Here, I thought, all difficulty was over: I had now but to look around me, to learn, and to enjoy.
And so I would have been had not those twin Virtues so fatal to the joie de vivre of our civilized West, the sense of responsibility and the illusion, dear to well-regulated minds, that every action must have a purpose–had not these virtues of Responsibility and Purpose met me at every step with the embarrassing enquiry: “Why are you here alone? and: What do you intend to do?”
I may confess at once that I had never thought of why I came, far less of why I came alone: and as to what I was going to do–I saw no cause to trouble about a thing so nebulous beforehand. My sense of responsibility was in effect deficient, and purpose non-existent.

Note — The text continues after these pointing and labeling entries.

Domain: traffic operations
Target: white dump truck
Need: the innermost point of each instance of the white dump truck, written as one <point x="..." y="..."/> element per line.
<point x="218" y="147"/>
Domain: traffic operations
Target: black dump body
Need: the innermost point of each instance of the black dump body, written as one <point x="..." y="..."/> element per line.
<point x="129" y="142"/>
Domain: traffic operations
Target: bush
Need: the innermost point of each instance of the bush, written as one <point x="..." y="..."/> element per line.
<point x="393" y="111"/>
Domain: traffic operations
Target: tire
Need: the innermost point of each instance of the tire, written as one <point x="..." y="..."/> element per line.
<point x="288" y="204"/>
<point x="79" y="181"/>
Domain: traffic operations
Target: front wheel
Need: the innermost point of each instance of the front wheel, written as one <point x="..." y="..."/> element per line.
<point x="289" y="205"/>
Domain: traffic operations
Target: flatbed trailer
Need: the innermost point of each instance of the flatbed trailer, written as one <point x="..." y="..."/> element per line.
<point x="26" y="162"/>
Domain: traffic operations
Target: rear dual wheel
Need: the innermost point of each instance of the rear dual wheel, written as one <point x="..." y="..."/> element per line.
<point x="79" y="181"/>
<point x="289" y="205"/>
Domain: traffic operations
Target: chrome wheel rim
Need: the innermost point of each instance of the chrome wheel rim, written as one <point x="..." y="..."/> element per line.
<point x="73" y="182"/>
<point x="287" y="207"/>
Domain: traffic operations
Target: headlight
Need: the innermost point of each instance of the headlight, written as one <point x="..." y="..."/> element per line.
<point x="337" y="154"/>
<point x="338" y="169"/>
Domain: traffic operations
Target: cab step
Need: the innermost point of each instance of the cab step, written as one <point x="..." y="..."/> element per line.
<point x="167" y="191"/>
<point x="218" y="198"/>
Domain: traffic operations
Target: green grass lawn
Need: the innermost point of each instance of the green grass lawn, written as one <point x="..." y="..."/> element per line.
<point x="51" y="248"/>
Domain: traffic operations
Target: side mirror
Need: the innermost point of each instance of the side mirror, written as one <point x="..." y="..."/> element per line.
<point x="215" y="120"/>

When excessively badgered, the only explanation I could think of for being so unwantedly in Asia was an interest in Arabic grammar–a statement rarely accepted in that candid spirit in which I offered it to unconvinced inquirers.
I came to the conclusion that some more ascetic reason than mere enjoyment should be found if one wishes to travel in peace: to do things for fun smacks of levity, immorality almost, in our utilitarian world. And though personally I think the world is wrong, and I know in my heart of hearts that it is a most excellent reason to do things merely because one likes the doing of them, I would advise all those who wish to see unwrinkled brows in passport offices to start out ready labeled as entomologists, anthropologists, or whatever other -ology they think suitable and propitious.
I do think I’m going to enjoy Ms. Stark’s company.